Today, more than ever, engineering applications are often interdisciplinary; involving the interrelationship of several of the basic engineering science like mechanical, electrical, chemical, etc. therefore the modern engineer must have a fundamental knowledge in each of these areas. An understanding of how bodies respond to applied loads, the main emphasis in Strength of Materials, is a part of this knowledge. (Andrew Pytel, 1987)
Strength of materials deals with the relations between externally applied loads and their internal effects on bodies. Moreover, in this field, the bodies are no longer assumed to be rigid; deformation however are small but of major interest. In mechanical design, the engineer must consider both dimensions and materials properties to satisfy requirements of strength and rigidity. When loaded, a machine part or structure should neither break, nor deform excessively.
It is of importance to study the effects of external forces on a given body. There are many kinds of forces and these forces are classified according to nature or orientation and effects of the applied load on the member. The two most common forces are compression and tension. Collectively these forces are called axial force. Axial force occurs when the applied load or force is parallel to the axis of the member or the cross section is perpendicular to the load. (Andrew Pytel, 1987)

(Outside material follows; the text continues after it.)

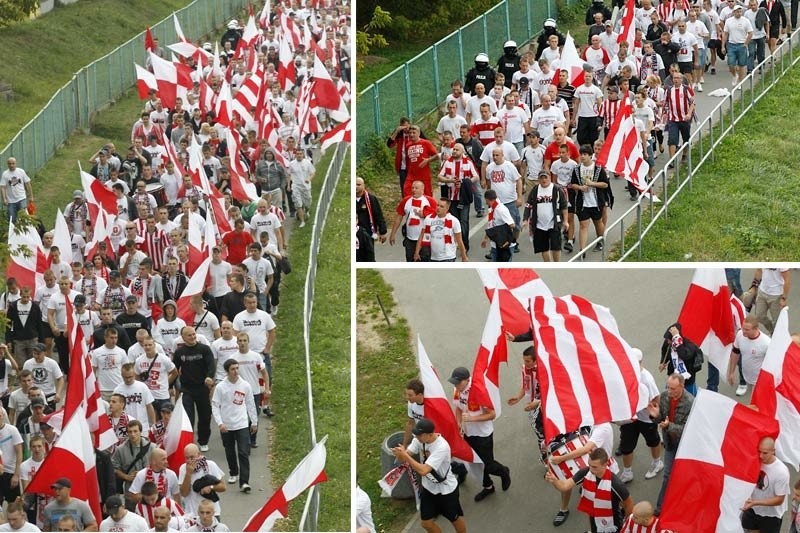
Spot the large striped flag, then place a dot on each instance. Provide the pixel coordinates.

Tensile force can be represented when the applied load results to the elongation of the member. It is a pulling action on the member that tends to elongate, while compression is the opposite effect of tensile force. Compressive force tends to push the member resulting to shortening.
In engineering design like structural or machine design, it is of importance to study compressive force as well as tensile force. But the discussion will focus on compressive force. When compression force is applied in a member, the member experiences a pressure which is known as stress. Stress can be determined by dividing the value of the force applied over the cross section area of the member where the force is applied. Thus this stress is known as compressive stress. From the equation of determining the compressive stress of a member, higher compressive force will increase the compressive stress. It is very important to know that the area must be perpendicular to the force. Stress has the unit of force per unit area and usually expressed in metric system as Newton per square meter or Pascal or in English system as pounds per inch.
Compressive force is usually applied on bars, columns, cylinders and pistons. It is of great importance to know the physical properties of a member so that to perform the function efficiently. Properly selecting the right kind of material for a given load is a prerequisite in machine design for example. When selecting the right material in a machine structures like cylinder and piston, the designer must consider the maximum applied compressive force that can with stand by the piston as it compress the mixture of fuel and air in the combustion chamber. The piston will experience compressive stress as it goes up to compress the mixture. Moreover, the connecting rod, which connects the piston to the crankshaft, to deliver the pressure from the combustion of the fuel and air mixture to produce power that will be utilized in moving a vehicle. It is important to consider the properties of a material so that failure of a member will be minimized. Another concept of compression in the field of mechanical engineering is the application of an internal combustion engine. In this system, the mixture of fuel and air is compressed. As the mixture is compressed, the internal energy of the mixture increases. The temperature and pressure as well increases. Because of this, a little amount of energy like ignition will result to combustion of the compressed air producing power.
In general, compression is important to understand in the field of engineering so that the engineer can select the proper material and proportion it to enable a structure or machine to perform its function efficiently.
Reference:
Andrew Pytel, F. L. S. (1987). Strength of Materials (4th ed.): HarperCollinns Publisher.